In San Francisco, Mayor London Breed announced that police officers will be replaced by social workers to respond to calls for help involving school discipline, neighborhood disputes, drug and alcohol addiction and homelessness as part of a new wave of police reforms. By 2021, military weapons and tear gas will be banned for police use.
Santa Barbara Police Reform
Santa Barbara Mayor Cathy Murillo demonstrated that she has learned to take a knee during the Pledge of Allegiance at a City Council meeting two days after she refused to take a knee during a “Black Lives Matter” march on the police station. Apparently, Murillo’s gesture was not enough for community members who spoke at the City Council meeting, insisting that kneeling inside the council chamber was a token, too-little, too-late gesture, solely for the cameras.
Community organizers have issued a set of demands they want from the City of Santa Barbara, including a City Council resolution condemning police brutality; declaring racism a public health emergency; removing statutes and symbols of white supremacy; and greater transparency and accountability from the Police Department, including the creation of a new civilian review board.

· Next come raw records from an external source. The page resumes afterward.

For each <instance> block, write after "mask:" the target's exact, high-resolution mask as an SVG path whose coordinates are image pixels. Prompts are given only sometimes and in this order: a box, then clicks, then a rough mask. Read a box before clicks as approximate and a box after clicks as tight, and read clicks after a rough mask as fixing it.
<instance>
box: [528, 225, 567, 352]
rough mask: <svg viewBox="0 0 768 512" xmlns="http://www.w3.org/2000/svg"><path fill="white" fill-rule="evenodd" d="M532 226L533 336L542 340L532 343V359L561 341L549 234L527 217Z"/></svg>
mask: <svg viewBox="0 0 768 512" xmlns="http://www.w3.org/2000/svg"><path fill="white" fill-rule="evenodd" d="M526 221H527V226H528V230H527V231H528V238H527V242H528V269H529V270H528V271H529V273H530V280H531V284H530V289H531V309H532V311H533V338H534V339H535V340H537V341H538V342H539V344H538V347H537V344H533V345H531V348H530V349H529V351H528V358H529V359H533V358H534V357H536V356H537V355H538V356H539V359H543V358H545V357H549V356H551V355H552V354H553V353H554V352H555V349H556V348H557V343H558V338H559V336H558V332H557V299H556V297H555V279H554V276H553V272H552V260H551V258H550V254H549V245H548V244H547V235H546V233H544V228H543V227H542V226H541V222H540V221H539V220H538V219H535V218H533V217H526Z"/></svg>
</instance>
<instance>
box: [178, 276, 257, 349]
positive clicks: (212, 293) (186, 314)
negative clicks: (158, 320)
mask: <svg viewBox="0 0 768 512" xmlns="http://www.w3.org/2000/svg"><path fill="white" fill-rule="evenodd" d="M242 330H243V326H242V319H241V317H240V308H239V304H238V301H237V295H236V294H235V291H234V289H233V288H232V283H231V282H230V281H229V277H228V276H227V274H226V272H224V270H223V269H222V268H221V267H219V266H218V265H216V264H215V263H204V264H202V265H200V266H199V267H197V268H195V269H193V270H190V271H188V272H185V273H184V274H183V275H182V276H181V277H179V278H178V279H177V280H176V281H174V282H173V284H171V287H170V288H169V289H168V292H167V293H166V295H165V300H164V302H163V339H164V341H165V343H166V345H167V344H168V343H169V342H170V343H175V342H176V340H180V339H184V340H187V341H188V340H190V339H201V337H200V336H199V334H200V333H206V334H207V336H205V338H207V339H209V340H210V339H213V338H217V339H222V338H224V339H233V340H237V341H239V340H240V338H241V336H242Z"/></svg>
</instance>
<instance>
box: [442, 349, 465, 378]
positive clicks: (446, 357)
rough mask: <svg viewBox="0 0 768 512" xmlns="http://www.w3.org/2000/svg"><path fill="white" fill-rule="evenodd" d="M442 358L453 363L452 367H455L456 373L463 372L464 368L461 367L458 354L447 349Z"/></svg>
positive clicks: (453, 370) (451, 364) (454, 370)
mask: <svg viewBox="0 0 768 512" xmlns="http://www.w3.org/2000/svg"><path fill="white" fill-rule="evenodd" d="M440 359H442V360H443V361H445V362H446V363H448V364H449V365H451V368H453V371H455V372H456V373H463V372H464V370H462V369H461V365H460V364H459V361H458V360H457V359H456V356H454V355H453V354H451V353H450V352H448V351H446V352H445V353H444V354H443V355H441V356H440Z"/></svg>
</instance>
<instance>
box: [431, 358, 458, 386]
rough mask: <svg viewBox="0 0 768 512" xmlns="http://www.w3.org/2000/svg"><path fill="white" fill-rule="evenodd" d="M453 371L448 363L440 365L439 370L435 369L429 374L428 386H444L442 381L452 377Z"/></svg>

Interestingly, there has been no mention of eliminating the power of police unions who protect the retention of “bad cops.”
Police Reform in Montecito
The County Sheriff’s substation in Carpinteria, headed by Lt. Ugo (Butch) Arnoldi, assisted by Deputy James Carovano as the Community Resource Deputy, provides law enforcement services for unincorporated Montecito, Summerland and Carpinteria Valley, as well as the City of Carpinteria, by contract.
Deputies are asked to provide assistance for life threatening incidents, such as murder; forcible rape; robbery; and aggravated assault, often involving alcohol addiction or drug overdoses from cocaine, meth, mollies, or mushrooms.
A lesser category of offenses includes car thefts, stolen purses at trailheads, store and home robberies, mail and credit card fraud, gang fights, battered women and child abuse. Crime rates are inching upward as incarcerated felons are released from an overcrowded criminal justice system in Santa Barbara County and throughout the state.
Montecito residents call on our local Sheriff to restrain noisy late-night parties, investigate public intoxication, prevent illegal drug sales or use, resolve juvenile problems, prevent trespassing, find missing persons, and remove homeless encampments on private property. It was our local Sheriff’s office that responded to reports of naked people on the beaches, a dead 38-foot grey whale which washed ashore near Santa Claus Lane and protection of empty homes during numerous Montecito emergency evacuations.
I would be surprised if more than 1% of the residents of Montecito want our Sheriff’s Substation to be either defunded or disbanded.
ALL Need to Take Ownership of This Problem
I personally have witnessed us come a long way as a country in improving race relations in this generation. Which is not to say we don’t have periodical growing pains and not to say that more doesn’t need to be done to achieve the dream of Martin Luther King, Jr.…”that one day my children will live in a nation where they will NOT be judged by the color of their skin, but by the content of their character.”
But I also think it is madness to predominantly blame the police, and not ourselves, for the indignity of systemic racism. Black or white, brown or yellow, we each need to take personal responsibility for racial injustice and support changes that will make a difference. To suggest that police reform is the cure-all for years of failed social policies and government subsidies that inhibit individual initiative, personal responsibility and hard work is both illogical and irrational. Changing the hearts of “we the people” will prove to be much more difficult than changing the behavior of a few bad police officers.